Tras recibir el aviso de varios vecinos, los primeros en llegar fueron los policías nacionales, que subieron al domicilio en el que se encontraba el menor (el tercero F) y, tras llamar varias veces sin que nadie abriera la puerta, procedieron a derribarla para poder acceder y rescatar al niño. Una vez en su interior pudieron recoger al menor, que se encontraba descalzo, semidesnudo y con evidentes signos de hipotermia, por lo que solicitaron a través de la emisora la presencia de los servicios médicos. De hecho, el niño fue atendido por los servicios sanitarios del 061 en el propio piso.

Tras recuperar y atender al menor, que se encontraba muy asustado, la Policía Nacional inició las gestiones pertinentes a fin de localizar a sus progenitores y esclarecer cómo habían ocurrido los hechos. De este modo, poco después fue detenido el padre, de origen boliviano, según precisaron fuentes de la investigación. Se da la circunstancia de que éste se encuentra separado de la madre y el pasado fin de semana estaba al cargo de su hijo, al que al parecer había dejado solo en la vivienda mientras hacia unas "gestiones" en la calle, según apuntaron las mismas fuentes, que no fueron más precisas sobre qué ocupaciones tenía a esas horas, ya que la voz de alarma saltó en torno a la 1.00 horas.
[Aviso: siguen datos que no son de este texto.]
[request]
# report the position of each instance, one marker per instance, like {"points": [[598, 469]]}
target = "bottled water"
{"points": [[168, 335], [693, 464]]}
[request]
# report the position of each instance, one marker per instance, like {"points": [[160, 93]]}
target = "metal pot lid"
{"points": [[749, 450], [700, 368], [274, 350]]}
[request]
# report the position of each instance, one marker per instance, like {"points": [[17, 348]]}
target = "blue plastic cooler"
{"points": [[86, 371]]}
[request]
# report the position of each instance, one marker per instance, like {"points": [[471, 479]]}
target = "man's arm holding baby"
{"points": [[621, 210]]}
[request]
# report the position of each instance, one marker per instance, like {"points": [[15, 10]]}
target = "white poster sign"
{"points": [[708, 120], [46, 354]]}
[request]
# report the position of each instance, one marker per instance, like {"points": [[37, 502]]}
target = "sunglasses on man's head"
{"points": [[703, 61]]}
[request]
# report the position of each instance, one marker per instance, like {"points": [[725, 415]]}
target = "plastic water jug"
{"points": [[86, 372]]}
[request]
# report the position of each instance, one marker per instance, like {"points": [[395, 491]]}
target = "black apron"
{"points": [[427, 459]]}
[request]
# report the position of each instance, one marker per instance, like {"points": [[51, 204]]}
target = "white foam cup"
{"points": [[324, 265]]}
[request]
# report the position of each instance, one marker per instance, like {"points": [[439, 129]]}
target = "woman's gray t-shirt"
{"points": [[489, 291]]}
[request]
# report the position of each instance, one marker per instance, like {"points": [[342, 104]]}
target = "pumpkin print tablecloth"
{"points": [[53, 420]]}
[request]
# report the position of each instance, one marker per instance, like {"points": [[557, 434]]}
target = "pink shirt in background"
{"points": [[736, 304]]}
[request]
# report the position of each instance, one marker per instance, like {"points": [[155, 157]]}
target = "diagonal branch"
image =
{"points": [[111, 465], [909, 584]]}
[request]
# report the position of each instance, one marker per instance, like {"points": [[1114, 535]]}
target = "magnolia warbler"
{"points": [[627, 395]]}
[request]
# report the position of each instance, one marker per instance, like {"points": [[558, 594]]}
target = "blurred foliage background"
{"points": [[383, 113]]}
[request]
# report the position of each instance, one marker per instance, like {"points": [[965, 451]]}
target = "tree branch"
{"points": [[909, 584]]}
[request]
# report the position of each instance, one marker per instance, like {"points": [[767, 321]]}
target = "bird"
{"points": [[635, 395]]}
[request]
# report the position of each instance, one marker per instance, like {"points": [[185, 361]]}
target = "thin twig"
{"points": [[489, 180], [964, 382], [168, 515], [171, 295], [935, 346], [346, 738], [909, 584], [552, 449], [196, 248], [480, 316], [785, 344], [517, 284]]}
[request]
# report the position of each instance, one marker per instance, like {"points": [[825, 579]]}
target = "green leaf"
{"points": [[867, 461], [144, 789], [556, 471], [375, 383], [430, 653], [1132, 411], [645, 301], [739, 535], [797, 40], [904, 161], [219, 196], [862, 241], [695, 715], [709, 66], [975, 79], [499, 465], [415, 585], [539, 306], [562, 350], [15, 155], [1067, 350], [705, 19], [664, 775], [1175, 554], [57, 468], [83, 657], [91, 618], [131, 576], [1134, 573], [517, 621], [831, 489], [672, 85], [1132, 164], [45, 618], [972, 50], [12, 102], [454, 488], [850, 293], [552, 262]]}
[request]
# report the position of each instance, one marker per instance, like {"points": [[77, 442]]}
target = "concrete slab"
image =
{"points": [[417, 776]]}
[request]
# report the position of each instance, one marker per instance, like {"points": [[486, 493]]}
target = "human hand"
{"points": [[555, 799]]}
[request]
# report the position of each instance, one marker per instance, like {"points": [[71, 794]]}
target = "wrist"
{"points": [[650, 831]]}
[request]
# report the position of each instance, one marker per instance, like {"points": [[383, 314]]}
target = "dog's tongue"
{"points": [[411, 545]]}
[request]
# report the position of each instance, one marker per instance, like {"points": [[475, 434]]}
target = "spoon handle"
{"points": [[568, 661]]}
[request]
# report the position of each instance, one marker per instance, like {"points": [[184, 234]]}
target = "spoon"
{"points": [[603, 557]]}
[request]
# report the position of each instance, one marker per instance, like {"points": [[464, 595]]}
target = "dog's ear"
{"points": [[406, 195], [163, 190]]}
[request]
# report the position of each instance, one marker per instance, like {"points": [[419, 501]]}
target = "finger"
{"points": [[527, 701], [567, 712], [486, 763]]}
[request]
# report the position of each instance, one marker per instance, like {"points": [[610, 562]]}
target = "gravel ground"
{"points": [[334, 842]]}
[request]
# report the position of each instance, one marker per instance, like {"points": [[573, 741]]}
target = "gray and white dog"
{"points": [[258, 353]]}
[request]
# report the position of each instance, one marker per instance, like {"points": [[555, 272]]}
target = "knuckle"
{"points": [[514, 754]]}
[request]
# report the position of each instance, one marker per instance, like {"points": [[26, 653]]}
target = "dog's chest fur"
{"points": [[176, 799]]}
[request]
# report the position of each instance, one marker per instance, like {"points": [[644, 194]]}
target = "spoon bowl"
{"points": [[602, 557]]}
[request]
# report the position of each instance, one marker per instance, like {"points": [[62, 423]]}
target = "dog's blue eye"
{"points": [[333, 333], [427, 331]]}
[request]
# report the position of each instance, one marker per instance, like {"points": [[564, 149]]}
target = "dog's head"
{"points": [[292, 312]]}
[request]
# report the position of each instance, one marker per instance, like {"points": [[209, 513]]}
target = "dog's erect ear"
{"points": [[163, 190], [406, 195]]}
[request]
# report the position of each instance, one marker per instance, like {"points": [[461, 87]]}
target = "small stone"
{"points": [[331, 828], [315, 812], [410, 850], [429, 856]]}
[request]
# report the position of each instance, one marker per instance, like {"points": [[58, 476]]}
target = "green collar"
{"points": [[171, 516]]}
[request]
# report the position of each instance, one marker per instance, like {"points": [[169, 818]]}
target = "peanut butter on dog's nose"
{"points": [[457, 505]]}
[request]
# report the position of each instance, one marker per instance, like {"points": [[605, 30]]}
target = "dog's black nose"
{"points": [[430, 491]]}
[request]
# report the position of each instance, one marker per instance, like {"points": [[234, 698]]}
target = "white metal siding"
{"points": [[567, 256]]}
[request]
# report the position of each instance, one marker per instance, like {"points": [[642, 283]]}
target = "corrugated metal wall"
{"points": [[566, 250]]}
El niño, que tras las atenciones médicas se encontraba en buenas condiciones, fue entregado a su madre tras ser localizada por la Policía Nacional, de manera que se hizo cargo del menor.

La Policía Nacional sí aclaró que el hombre, cuya edad e identidad no se facilitaron, se encuentra en situación irregular en España, por lo que también se le incoará el correspondiente expediente de expulsión. Tras tomarle declaración, el Juzgado de Primera Instancia e Instrucción número 1 de Alcalá de Guadaíra lo dejó en libertad con cargos, ya que se le imputa un presunto delito de delito de abandono de menor, porque en el momento del suceso era el que estaba a su cargo.

Los vecinos contaron que el padre del niño es el dueño de piso donde se encontraba el niño y que lo subalquila por habitaciones. "Entra y sale mucha gente, pero casi nunca hablábamos con él", relataron al respecto los vecinos, que no manifestaron ninguna queja en relación a su comportamiento en la rutina diaria de la comunidad.

Por otra parte, los vecinos destacaron la rapidez en la intervención de las fuerzas de seguridad desde que dieron el aviso, lo que evitó que el caso terminara en tragedia. Y es que tras la llamada de auxilio los agentes se presentaron de inmediato en el lugar, pese a que los minutos se les hicieron eternos a los que, desde la calle y desde los demás balcones, presenciaban la escena.